Rozdział 65

76 6 0
                                    

Kim ty jesteś?


Może jestem idiotką, może po prostu nie wiem już co robić. Nie znam już w ogóle siebie. Nie wiem co mam czuć, nie wiem jak mam się zachować. Może czas powiedzieć dość?


Rayne Arwens

Szłam plażą, zostawiając Loki’ego samego. Tylko tego brakowało, żeby i on stracił głowę do reszty.

   - Mam gdzieś sztorm.- nagle pojawił się przede mną i chwycił za podbródek. Delikatnie lecz stanowczo.

   - Zrozum. To co czujesz nie jest tym, czym sądzisz.- odepchnęłam jego dłoń i spojrzałam w te zielone oczy.- Robię to dla naszego dobra.- ominęłam go.

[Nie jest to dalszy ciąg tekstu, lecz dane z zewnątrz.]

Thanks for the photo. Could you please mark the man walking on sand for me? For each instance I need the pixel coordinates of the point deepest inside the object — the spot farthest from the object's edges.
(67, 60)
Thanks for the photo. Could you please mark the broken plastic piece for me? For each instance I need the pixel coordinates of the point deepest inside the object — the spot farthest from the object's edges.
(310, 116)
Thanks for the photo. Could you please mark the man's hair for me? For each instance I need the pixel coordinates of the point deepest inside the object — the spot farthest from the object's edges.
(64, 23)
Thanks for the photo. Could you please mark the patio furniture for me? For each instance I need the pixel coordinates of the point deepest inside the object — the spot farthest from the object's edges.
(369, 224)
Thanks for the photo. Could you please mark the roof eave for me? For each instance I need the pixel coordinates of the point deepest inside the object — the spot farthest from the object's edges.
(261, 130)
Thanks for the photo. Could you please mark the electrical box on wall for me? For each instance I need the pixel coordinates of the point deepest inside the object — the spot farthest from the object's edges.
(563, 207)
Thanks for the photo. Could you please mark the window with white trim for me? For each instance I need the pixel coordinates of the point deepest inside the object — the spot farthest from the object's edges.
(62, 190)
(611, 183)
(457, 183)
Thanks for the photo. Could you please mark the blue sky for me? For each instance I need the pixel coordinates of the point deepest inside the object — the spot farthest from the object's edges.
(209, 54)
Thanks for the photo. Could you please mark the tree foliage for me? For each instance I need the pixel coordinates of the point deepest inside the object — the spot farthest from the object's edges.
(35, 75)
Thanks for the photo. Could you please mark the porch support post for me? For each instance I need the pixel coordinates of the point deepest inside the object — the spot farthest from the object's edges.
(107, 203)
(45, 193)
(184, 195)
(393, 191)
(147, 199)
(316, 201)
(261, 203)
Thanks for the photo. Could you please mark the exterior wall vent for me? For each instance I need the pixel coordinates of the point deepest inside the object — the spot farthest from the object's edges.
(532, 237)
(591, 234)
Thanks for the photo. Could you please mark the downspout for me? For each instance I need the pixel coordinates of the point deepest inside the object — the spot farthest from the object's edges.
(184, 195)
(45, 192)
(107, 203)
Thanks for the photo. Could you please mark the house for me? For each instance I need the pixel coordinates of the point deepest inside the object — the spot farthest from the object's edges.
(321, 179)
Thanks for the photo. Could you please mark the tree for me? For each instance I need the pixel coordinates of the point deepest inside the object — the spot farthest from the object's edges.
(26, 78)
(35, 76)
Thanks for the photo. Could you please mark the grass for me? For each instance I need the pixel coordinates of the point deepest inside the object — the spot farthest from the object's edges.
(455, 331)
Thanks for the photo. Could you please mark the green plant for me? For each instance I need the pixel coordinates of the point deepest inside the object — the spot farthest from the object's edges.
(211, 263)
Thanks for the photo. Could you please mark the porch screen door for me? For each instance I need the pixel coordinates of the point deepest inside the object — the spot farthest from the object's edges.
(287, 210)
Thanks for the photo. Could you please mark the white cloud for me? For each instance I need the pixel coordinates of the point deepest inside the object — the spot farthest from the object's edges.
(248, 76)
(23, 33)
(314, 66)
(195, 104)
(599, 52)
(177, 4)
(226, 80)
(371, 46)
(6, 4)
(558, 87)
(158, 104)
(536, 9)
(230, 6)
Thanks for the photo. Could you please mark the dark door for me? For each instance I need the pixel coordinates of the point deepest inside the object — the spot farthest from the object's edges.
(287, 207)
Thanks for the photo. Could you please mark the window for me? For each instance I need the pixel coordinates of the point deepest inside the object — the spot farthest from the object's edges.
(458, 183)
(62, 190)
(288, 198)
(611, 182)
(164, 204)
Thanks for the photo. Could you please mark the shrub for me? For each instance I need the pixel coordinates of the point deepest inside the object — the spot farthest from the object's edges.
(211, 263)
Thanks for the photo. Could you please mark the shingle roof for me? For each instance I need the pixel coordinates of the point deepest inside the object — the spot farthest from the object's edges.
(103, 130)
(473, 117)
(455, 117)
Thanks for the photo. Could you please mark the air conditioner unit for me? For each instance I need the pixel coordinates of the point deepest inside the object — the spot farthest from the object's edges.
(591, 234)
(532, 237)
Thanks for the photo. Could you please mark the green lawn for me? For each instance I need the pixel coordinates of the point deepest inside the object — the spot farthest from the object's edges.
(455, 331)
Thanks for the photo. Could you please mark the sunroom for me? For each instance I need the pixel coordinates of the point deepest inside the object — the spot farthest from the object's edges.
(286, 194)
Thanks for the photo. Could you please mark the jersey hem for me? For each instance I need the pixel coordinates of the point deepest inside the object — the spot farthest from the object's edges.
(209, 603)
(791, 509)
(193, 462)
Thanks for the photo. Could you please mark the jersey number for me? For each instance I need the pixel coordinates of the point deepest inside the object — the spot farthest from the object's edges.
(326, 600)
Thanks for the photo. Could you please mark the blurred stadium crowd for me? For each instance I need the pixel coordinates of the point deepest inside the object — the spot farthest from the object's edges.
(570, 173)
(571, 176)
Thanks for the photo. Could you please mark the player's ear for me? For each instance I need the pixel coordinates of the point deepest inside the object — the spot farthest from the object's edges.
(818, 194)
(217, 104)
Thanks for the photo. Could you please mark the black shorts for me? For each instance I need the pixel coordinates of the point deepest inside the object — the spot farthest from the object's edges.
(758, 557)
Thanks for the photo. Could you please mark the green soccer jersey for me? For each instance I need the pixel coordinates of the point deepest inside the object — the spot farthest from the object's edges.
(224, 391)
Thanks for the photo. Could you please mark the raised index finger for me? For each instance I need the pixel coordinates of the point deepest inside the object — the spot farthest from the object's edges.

   - Dla naszego dobra…- zaśmiał się szyderczo.- Mówisz, że to ja idę na łatwiznę, zawsze, ale spójrz na siebie. Niewiele lepsza ode mnie. Wolisz cierpieć i płakać nad przeszłością. Zginęli, bo byli słabi, bo ty byłaś słaba. Boisz się uczuć…

   - Nigdy nie nazywaj mnie słabą…- warknęłam.

   - Zamknij się na chwilę.- przyłożył mi palec do ust.- Zacznij być egoistką, bo poświęcając życie tej planecie nigdy nie będziesz miała tego czego chcesz.- powiedział zdenerwowany.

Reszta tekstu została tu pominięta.